Kids won't be all right

Ira Winderman

Sun Sentinel

Hmm. Let's see: Two weeks to get ready, room for about 10 practices the entire season if you don't practice after back-to-backs or after road games, and barely enough time for scouting reports on opponents to dry before they become obsolete.

No, the kids will not be all right. This will be a season for those who have been there, seen that, done that.

While fresh legs could mean plenty, the lockout-shortened NBA season in 2011-12 likely will be more of a head game, nightly chess matches of how to get through the 48 minutes with enough left in reserve to move on to the next immediate challenge.

This will not be the year of the rookie. Neophytes need not apply.

iwinderman@tribune.com

Experience rules

Brian Schmitz

Orlando Sentinel

The modified schedule still favors talent.

Sure, it would be nice in back-to-back-to-backs to have a club of young legs, a cross-country team.

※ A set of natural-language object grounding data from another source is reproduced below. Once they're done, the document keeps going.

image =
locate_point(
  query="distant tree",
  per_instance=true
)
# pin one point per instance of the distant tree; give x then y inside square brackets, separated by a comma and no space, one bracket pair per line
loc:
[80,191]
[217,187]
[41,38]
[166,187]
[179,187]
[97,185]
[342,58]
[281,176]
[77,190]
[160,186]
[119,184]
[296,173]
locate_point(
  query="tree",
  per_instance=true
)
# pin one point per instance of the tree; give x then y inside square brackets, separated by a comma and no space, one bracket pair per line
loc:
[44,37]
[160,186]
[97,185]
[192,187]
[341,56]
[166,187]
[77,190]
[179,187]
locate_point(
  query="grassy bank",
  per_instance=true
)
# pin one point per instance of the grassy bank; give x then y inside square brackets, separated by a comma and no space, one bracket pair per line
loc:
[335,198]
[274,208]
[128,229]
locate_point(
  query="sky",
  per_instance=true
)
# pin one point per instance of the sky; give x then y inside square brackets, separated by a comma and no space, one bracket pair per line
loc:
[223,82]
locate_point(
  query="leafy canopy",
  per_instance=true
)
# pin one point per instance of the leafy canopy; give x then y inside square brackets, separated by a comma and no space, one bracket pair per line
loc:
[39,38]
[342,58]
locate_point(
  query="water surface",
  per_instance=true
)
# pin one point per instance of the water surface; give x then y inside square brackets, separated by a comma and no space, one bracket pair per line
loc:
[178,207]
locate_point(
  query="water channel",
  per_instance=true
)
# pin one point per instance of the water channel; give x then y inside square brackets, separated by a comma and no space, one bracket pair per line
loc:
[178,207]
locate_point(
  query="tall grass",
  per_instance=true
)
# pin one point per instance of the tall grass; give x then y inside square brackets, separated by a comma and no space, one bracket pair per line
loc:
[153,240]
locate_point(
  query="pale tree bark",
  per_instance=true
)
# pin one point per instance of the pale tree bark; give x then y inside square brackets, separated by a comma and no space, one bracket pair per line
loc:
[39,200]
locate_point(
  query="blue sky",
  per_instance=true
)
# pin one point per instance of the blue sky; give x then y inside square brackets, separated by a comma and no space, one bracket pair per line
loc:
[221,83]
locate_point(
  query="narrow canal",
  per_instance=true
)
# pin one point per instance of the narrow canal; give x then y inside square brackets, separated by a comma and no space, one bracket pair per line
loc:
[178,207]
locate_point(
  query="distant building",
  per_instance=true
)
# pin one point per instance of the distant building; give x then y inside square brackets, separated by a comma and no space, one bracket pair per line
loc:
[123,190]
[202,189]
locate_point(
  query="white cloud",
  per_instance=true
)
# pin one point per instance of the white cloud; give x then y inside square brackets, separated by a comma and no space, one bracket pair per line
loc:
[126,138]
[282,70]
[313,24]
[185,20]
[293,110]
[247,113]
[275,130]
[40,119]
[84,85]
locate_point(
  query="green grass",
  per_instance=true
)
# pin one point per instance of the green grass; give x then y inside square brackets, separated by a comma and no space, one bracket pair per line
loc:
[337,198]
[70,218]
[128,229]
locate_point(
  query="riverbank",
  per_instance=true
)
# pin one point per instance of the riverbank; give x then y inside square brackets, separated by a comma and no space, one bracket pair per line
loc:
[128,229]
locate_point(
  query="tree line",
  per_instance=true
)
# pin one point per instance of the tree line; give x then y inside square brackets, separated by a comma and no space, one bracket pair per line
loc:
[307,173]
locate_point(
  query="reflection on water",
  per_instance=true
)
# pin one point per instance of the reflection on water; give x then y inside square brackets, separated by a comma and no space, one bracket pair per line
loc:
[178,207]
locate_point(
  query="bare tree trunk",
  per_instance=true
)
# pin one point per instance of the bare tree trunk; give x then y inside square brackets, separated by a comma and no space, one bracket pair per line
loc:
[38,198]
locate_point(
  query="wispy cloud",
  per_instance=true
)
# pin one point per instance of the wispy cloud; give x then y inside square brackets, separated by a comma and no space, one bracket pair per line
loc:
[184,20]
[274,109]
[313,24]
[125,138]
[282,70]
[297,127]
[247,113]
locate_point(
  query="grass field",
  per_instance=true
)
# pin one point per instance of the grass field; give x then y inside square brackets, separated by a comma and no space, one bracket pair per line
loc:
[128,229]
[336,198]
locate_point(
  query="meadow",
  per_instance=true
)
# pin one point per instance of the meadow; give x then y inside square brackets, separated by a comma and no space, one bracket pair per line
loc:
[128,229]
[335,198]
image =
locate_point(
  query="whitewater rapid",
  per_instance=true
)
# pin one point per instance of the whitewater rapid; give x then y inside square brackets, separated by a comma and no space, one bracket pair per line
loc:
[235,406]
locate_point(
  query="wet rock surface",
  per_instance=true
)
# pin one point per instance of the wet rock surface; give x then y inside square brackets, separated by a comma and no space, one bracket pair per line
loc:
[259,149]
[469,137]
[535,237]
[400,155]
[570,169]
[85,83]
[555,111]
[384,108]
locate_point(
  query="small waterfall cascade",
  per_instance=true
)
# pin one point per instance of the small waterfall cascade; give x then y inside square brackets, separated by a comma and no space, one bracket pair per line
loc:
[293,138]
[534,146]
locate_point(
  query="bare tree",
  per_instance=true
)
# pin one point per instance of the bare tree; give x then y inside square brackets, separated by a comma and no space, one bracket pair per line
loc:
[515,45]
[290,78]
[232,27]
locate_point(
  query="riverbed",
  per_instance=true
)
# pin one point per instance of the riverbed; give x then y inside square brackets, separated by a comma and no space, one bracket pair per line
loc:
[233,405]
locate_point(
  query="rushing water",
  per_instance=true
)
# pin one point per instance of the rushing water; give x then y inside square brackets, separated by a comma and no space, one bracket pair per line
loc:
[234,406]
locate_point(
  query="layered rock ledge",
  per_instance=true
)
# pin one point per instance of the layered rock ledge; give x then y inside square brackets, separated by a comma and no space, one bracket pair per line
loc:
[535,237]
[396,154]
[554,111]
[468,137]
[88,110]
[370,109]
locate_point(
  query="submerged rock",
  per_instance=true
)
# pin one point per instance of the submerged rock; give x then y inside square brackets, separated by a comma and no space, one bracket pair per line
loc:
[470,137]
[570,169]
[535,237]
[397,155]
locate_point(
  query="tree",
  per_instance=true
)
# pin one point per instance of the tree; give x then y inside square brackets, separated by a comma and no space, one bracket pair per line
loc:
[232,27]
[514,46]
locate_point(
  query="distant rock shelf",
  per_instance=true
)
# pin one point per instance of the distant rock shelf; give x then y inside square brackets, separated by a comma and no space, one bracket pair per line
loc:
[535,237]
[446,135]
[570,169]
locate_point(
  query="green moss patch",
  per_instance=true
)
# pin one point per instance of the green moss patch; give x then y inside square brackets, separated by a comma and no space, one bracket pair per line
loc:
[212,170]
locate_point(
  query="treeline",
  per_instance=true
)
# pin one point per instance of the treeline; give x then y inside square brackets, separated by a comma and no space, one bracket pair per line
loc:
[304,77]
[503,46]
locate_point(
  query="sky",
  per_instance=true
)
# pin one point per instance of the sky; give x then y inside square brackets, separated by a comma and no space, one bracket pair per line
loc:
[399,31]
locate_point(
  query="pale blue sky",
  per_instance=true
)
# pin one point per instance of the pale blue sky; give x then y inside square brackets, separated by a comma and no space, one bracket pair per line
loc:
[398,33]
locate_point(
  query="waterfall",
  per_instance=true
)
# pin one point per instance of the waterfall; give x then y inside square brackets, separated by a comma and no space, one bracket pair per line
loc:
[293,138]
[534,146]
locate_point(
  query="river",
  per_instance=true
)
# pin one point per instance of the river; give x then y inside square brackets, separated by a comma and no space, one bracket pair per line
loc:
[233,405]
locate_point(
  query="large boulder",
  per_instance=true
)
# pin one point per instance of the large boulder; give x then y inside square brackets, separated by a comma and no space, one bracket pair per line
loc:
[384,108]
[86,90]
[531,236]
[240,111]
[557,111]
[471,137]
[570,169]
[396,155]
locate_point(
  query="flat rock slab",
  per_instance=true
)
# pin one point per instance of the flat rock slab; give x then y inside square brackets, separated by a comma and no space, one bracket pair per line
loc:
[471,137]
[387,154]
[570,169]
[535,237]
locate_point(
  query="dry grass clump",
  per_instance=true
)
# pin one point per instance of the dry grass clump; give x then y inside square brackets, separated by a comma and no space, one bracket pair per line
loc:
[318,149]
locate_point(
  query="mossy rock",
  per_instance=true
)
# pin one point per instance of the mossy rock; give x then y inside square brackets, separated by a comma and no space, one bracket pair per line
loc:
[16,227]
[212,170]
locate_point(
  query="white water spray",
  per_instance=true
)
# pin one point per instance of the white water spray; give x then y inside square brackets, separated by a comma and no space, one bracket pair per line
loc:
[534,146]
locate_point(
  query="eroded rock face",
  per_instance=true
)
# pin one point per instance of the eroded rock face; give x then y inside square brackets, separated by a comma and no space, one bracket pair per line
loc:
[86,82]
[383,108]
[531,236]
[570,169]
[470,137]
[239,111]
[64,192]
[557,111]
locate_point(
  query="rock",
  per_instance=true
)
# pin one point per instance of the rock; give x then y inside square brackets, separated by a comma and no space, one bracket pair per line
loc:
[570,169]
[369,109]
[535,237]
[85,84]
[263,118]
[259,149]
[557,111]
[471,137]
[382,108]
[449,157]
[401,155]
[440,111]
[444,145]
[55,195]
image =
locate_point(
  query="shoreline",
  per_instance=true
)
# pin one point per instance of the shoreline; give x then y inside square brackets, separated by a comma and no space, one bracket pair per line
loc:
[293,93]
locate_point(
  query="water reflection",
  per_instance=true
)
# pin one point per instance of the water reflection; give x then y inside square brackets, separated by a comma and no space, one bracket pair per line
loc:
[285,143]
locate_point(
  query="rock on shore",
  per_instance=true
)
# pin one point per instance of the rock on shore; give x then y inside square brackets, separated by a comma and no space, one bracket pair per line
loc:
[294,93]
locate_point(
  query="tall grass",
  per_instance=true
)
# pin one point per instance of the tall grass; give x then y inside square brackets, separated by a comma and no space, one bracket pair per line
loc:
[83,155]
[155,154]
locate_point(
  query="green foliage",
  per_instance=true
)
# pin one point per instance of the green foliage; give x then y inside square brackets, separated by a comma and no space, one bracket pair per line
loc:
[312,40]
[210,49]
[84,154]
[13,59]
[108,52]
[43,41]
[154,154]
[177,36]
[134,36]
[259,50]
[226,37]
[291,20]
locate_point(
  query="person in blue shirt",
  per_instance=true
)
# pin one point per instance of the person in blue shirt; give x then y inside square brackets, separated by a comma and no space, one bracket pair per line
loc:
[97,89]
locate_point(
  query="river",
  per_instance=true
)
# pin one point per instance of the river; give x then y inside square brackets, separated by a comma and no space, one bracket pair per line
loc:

But I'll take experienced trotters over thoroughbreds.

All you need to know is that Dallas won the title with a point guard named Kidd, who's 38. The Mavs beat the Heat in the Final, the tortoise over the hare.

And who wouldn't still favor the creaky Celtics over the whippersnapper Clippers?

You might need to also examine the experience and job security of the coaches — the ones who control the playing time.

I'll take the youngsters in a sprint, the veterans in a marathon — and the most talent all the time.